What else is behind it?
“I think it’s quite bad news for some of the homegrown tech companies” Haswell told CBS News of the new gaming limits. “I think Tencent is going to struggle the most.”
Tencent is the creator of the massively popular “Honor of Kings,” the world’s top-grossing video game for much of this year. On August 3, the same day the criticisms were published by Chinese state media outlets, Tencent’s stock plunged 10%, shedding $60 billion in market capitalization. Its shares have managed to rebound since then.
“I think it’s an attempt to try and bring more equality,” said Haswell, a technology partner at Pinsent Masons. “At the same time, maybe it’s a bit heavy handed, maybe the crackdown is now punishing those who have succeeded.”
The new online gaming limits are part of a wide crackdown that goes well beyond videogames, and the motivation likely goes well beyond just protecting children. This year Beijing hasin the technology sector, including Alibaba, often referred to as the Amazon of China, and Didi, known to many as the Uber of China, allegedly over personal data concerns.

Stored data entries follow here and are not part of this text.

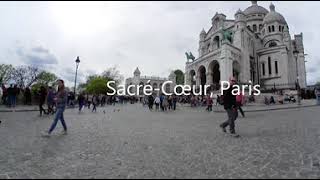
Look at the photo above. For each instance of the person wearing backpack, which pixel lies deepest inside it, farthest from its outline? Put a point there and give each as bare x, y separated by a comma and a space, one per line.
229, 103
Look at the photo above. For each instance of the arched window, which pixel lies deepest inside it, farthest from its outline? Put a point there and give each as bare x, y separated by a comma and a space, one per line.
269, 65
254, 27
272, 44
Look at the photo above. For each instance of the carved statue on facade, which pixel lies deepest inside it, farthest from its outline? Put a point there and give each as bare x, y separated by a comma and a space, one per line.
227, 35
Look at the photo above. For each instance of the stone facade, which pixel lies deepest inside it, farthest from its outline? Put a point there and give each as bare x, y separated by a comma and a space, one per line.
155, 82
260, 50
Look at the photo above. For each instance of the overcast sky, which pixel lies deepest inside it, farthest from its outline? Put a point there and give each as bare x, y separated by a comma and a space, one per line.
150, 35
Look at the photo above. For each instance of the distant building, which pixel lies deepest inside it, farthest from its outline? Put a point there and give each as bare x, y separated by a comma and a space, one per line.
155, 82
256, 46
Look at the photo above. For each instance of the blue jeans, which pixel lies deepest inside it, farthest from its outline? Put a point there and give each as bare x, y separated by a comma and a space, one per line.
80, 106
59, 115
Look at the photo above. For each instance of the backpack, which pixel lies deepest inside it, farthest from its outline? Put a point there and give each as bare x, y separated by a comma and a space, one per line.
221, 100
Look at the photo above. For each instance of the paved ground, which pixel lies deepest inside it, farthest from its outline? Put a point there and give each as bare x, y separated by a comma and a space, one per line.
136, 143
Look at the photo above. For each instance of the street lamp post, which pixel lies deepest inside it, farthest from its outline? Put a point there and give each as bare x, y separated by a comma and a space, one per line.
75, 79
296, 53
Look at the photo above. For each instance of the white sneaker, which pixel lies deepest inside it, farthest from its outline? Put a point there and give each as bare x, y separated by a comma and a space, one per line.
45, 134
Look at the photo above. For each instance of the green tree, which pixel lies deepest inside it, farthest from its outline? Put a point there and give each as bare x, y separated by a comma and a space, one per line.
25, 76
179, 76
46, 78
6, 71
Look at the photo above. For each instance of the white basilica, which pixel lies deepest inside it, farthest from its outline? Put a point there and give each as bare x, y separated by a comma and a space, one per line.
155, 82
256, 46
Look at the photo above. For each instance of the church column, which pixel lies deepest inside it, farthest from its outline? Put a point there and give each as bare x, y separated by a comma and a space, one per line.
209, 77
225, 63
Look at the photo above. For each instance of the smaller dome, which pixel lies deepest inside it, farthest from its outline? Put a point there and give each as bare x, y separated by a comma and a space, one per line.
274, 16
255, 9
239, 11
203, 32
137, 71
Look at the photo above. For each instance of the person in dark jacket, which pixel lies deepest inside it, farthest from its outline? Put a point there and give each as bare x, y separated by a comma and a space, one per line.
150, 102
43, 95
229, 102
81, 101
61, 101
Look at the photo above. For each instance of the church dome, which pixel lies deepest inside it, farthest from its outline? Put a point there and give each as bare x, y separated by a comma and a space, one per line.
203, 32
255, 9
137, 71
273, 16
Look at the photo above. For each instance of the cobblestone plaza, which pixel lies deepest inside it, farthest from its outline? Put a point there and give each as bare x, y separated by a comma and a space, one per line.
137, 143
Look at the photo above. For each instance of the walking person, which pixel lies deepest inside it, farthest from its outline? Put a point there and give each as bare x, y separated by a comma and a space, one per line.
4, 97
50, 100
81, 100
174, 102
10, 96
157, 102
165, 103
161, 102
240, 102
209, 102
94, 103
150, 102
61, 101
229, 102
42, 100
317, 93
170, 102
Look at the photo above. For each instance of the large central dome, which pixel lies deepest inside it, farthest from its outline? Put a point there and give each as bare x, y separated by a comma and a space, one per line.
255, 9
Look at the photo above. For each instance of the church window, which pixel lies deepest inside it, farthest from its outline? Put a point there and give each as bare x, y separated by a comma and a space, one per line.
272, 44
276, 66
269, 65
263, 69
254, 28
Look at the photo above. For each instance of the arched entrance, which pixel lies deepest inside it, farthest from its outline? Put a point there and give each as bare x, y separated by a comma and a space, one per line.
236, 70
214, 69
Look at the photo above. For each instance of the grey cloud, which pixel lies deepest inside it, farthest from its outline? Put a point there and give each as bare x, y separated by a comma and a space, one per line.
36, 56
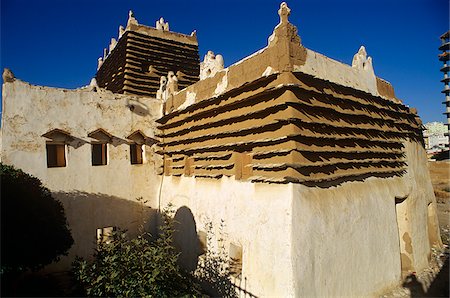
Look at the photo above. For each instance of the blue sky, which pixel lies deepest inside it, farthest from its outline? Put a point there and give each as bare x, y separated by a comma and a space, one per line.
57, 43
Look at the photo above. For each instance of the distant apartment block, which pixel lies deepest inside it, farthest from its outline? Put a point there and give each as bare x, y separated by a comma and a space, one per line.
444, 57
435, 136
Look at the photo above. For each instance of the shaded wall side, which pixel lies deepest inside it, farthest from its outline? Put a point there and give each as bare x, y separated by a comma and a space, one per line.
84, 190
256, 217
420, 197
345, 239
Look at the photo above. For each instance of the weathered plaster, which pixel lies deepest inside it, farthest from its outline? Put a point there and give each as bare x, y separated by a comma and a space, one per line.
90, 194
257, 217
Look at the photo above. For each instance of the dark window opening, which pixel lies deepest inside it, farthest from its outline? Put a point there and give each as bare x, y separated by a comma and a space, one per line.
136, 154
56, 155
99, 154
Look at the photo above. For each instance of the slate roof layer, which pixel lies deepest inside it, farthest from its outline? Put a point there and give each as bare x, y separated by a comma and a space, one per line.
295, 128
126, 69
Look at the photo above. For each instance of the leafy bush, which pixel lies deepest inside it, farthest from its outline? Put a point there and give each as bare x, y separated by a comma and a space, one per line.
34, 229
137, 267
213, 271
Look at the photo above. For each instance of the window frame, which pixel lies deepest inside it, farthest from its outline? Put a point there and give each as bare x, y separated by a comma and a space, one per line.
57, 157
134, 156
103, 154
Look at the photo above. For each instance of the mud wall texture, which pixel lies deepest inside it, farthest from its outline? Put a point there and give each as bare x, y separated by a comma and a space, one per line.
90, 194
256, 217
289, 127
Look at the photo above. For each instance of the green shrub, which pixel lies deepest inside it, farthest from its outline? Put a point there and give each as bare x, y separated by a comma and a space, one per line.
213, 270
136, 268
34, 229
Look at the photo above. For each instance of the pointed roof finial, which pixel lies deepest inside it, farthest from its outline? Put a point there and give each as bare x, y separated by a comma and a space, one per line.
284, 13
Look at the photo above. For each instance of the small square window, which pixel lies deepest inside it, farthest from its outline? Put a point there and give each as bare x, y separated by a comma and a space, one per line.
56, 155
202, 243
99, 154
136, 154
235, 260
105, 235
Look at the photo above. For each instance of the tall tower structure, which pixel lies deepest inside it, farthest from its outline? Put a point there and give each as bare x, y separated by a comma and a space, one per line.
136, 61
444, 57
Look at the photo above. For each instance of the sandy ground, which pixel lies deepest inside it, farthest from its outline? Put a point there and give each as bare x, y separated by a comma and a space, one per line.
433, 281
440, 177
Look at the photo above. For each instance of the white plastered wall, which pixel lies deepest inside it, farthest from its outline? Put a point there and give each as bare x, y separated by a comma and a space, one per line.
257, 217
93, 196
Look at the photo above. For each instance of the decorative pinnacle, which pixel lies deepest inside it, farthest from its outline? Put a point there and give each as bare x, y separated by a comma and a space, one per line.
284, 13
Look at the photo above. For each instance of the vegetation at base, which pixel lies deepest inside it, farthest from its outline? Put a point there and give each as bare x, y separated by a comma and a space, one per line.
146, 267
34, 230
136, 267
213, 271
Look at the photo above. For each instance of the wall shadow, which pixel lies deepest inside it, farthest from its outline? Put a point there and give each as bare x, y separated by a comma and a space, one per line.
439, 287
185, 238
87, 212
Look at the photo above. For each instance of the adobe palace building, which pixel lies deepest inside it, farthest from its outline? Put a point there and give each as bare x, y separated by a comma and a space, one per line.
316, 168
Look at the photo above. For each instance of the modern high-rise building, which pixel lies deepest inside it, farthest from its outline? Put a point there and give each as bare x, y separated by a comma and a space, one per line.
444, 57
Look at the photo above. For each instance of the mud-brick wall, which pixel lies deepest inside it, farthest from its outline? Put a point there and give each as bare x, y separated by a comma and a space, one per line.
93, 196
289, 127
138, 61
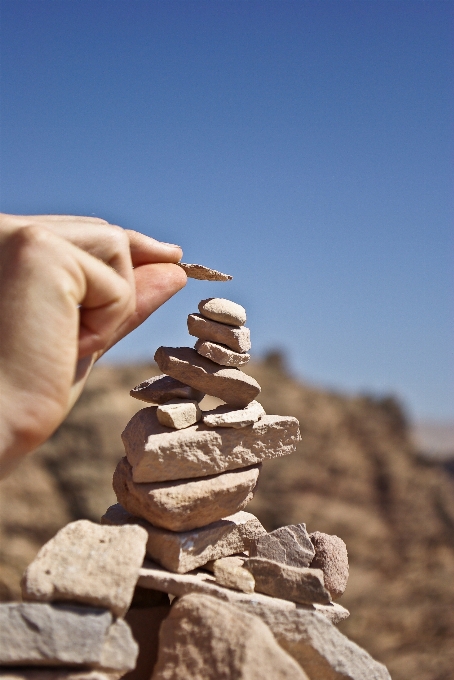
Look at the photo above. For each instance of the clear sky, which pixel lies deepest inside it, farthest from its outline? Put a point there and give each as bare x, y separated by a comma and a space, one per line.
304, 147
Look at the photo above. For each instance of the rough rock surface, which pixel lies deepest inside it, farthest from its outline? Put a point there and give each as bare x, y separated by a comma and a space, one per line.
162, 388
88, 563
159, 454
229, 384
185, 504
298, 584
332, 558
64, 635
288, 545
182, 551
237, 338
204, 639
222, 310
221, 354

Authorities have also changed the rules for popular online tutoring companies, long accused of giving people who can afford such services a competitive advantage over less wealthy families who cannot. They can no longer charge for their core academic services.
Some of China’s biggest celebrities have also seen their online profiles wiped from China’s internet over the past few months, for reasons that haven’t exactly been made clear.
Haswell says the overall crackdown on the digital space likely stems from a combination of factors, including how much data large technology companies have stored, how much influence individuals wield in Chinese society, and concerns over people gaining new, harder to monitor spaces to communicate.
“Remember, online games are, by their very nature, social. And it’s another social space that would have to be regulated. Think of how much censorship is going on in terms of the internet in China,” said Haswell. “The online chat rooms related to a game might be harder to moderate.”
With this latest set of new rules, Beijing has made it clear that protecting — many would say policing — the country’s next generations is more important than any corporate interest. It’s also a clear message to those next generations, and the biggest companies in China, that there is no power greater than the ruling Communist Party.